The policy brief she helped launch calls for closing gender gaps in four key areas: 

  • Energy poverty, including time poverty and unpaid care work 
  • Employment and leadership in the energy transition 
  • Entrepreneurship as a pathway to economic empowerment 
  • Enabling environments for gender-responsive planning, policy, budgeting, and regulation 

“It is essential for achieving SDG 7, given that women are not only beneficiaries of clean energy solutions but are powerful agents of change who contribute local knowledge, drive innovation, bridge last mile delivery gaps, and deliver stronger returns on equity and impact,” she explained. 

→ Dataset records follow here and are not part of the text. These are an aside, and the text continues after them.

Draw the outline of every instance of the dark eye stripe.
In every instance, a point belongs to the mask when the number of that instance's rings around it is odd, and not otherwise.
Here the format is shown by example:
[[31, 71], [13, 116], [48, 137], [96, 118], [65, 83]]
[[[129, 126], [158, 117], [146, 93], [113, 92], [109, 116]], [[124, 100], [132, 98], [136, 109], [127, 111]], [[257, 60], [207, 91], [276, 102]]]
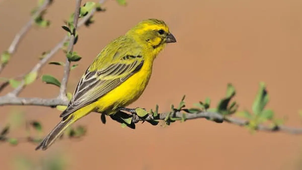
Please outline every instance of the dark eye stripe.
[[162, 29], [160, 29], [160, 30], [158, 30], [158, 32], [159, 33], [159, 34], [162, 35], [163, 34], [165, 34], [165, 31]]

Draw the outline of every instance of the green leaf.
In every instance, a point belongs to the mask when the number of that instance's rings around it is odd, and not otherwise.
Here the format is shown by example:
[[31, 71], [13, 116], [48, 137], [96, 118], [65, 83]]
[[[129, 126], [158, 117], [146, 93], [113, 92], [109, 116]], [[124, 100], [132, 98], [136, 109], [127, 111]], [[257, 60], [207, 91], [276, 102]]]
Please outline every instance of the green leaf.
[[261, 113], [260, 117], [266, 120], [271, 120], [274, 118], [274, 111], [272, 110], [268, 109], [263, 110]]
[[186, 115], [185, 113], [182, 113], [182, 122], [184, 122], [187, 120], [187, 117], [186, 116]]
[[72, 66], [71, 66], [71, 67], [70, 67], [70, 70], [73, 70], [74, 69], [76, 68], [76, 67], [78, 67], [78, 66], [79, 64], [73, 64], [73, 65], [72, 65]]
[[67, 106], [58, 105], [56, 106], [56, 108], [58, 110], [63, 112], [64, 110], [65, 110], [67, 108]]
[[78, 61], [82, 58], [80, 56], [77, 55], [72, 55], [70, 53], [66, 54], [66, 57], [69, 61]]
[[206, 110], [208, 109], [210, 107], [210, 104], [211, 99], [208, 97], [206, 98], [205, 100], [204, 101], [204, 109]]
[[116, 0], [116, 1], [120, 5], [125, 6], [127, 5], [126, 0]]
[[21, 82], [20, 81], [17, 80], [13, 79], [11, 79], [9, 80], [9, 84], [14, 89], [18, 87], [21, 83]]
[[18, 144], [18, 140], [16, 138], [9, 138], [8, 139], [8, 142], [12, 145], [17, 145]]
[[66, 94], [66, 96], [67, 97], [67, 98], [69, 100], [71, 100], [71, 98], [72, 98], [72, 94], [69, 92], [68, 92], [67, 94]]
[[58, 66], [64, 66], [65, 65], [65, 64], [63, 62], [58, 62], [57, 61], [51, 61], [48, 63], [48, 64]]
[[42, 76], [41, 79], [42, 81], [46, 84], [53, 84], [59, 87], [61, 86], [61, 83], [51, 75], [44, 74]]
[[122, 128], [124, 128], [127, 127], [127, 125], [125, 124], [125, 123], [123, 123], [121, 124], [120, 126], [122, 127]]
[[174, 105], [173, 104], [171, 105], [171, 110], [174, 111]]
[[193, 105], [197, 107], [201, 108], [202, 109], [205, 109], [204, 104], [202, 103], [202, 102], [199, 101], [199, 103], [193, 103]]
[[30, 124], [38, 132], [42, 131], [42, 126], [40, 122], [35, 121], [32, 121]]
[[9, 126], [7, 125], [4, 127], [0, 133], [0, 136], [4, 136], [7, 134], [9, 132]]
[[259, 83], [259, 88], [254, 100], [252, 109], [256, 116], [259, 115], [268, 102], [268, 95], [265, 88], [265, 84], [263, 82]]
[[137, 116], [141, 117], [146, 116], [148, 114], [148, 113], [146, 111], [139, 107], [137, 107], [135, 109], [135, 112]]
[[219, 113], [223, 114], [230, 113], [230, 112], [228, 111], [227, 106], [231, 100], [236, 94], [236, 92], [234, 87], [231, 83], [228, 84], [226, 96], [220, 100], [217, 106]]
[[211, 104], [211, 99], [209, 97], [206, 98], [204, 102], [205, 104], [208, 104], [209, 106]]
[[28, 85], [34, 81], [38, 76], [38, 72], [34, 71], [31, 72], [27, 74], [24, 77], [25, 84]]
[[131, 124], [131, 121], [132, 120], [132, 119], [131, 118], [128, 118], [127, 119], [124, 119], [122, 117], [121, 117], [121, 119], [122, 119], [123, 120], [125, 121], [127, 124], [130, 125]]
[[5, 64], [8, 62], [10, 58], [10, 54], [7, 51], [5, 51], [1, 54], [1, 62], [3, 64]]
[[95, 3], [93, 2], [87, 2], [84, 4], [83, 6], [81, 8], [79, 17], [81, 18], [86, 16], [95, 7]]
[[148, 123], [150, 123], [151, 125], [153, 126], [156, 126], [157, 125], [158, 123], [159, 122], [158, 121], [155, 120], [146, 120], [146, 121]]

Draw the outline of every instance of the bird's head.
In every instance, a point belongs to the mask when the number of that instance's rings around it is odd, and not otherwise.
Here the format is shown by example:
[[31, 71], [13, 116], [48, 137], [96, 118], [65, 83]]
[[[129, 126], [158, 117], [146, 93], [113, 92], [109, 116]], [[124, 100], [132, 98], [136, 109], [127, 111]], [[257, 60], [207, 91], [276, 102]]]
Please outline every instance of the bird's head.
[[163, 21], [155, 19], [140, 22], [127, 34], [140, 43], [154, 49], [158, 47], [161, 49], [167, 43], [176, 42], [168, 25]]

Key opportunities in the coming years 

Minoru Takada, Team Leader for Energy at UN DESA, closed the event by reiterating that SDG7 remains one of the few goals without a dedicated gender indicator. He emphasized that the coming years present key opportunities to push for the integration of gender indicators into global energy frameworks. 

By increasing political visibility and encouraging investment, this Call to Action paves the way for governments and institutions to commit to tracking progress toward a more inclusive, gender-just energy transition.